Le numérique est au cœur de la stratégie des constructeurs. « Scania souhaite se positionner comme acteur digital du transport », confirme Stéphane Lecouflet, responsable des services connectés de Scania France. Même approche chez Volvo Trucks, qui est « un partenaire business pour l’optimisation de l’activité de ses clients » selon Romain Ringwald, ingénieur commercial connectivité de ce constructeur.
« Renault Trucks a aujourd’hui une politique d’installation systématique de la télématique sur sa gamme. Le client n’a pas à se soucier du montage ou du démontage des boîtiers », précise Gianmarco Dessi, référent informatique embarqué pour Renault Trucks. De même, Volvo Trucks équipe tous ses véhicules en série avec sa télématique. Mercedes fait de même avec tous ses tracteurs, et MAN monte le boîtier RIO sur tous ses véhicules, y compris le TGE.

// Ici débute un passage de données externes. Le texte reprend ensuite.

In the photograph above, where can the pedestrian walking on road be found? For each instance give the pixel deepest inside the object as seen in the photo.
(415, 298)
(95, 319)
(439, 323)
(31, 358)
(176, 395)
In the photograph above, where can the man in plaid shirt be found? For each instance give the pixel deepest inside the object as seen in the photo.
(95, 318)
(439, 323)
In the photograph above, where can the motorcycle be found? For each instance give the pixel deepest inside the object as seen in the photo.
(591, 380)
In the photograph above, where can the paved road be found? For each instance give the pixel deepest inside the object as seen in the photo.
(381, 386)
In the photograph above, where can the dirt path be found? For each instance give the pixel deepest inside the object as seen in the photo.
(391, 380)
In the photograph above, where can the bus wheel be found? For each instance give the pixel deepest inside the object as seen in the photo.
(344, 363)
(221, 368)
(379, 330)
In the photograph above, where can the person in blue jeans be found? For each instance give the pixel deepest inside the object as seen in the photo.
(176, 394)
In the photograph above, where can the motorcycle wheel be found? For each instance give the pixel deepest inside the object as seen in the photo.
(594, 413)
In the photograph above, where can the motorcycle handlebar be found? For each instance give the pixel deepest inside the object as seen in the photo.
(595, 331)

DAF Connect est un « tableau de bord en ligne ». Personnalisable, il affiche l’emplacement du véhicule connecté, sa consommation de carburant, son kilométrage, son utilisation et ses temps d’inactivité. La planification est facilitée par la fonction Live FleetView qui réunit les itinéraires, les distances et les temps de conduite. L’exploitant peut être informé immédiatement en cas de non-respect d’un itinéraire ou d’une consigne de vitesse ou encore, en cas de consommation excessive. Ces fonctions sont celles que l’on retrouve chez les concurrents de DAF Connect. Ainsi, le suivi de la qualité de conduite, la réduction de l’incidentologie, l’adaptation de la stratégie d’achat de camions, l’optimisation de mission et celle de l’entretien sont au cœur de l’offre télématique. Gianmarco Dessi insiste sur le poste carburant « les gains de consommation grâce au suivi par télématique peuvent être spectaculaires, notamment dans le TP. C’est, pour le client, des économies en puissance. »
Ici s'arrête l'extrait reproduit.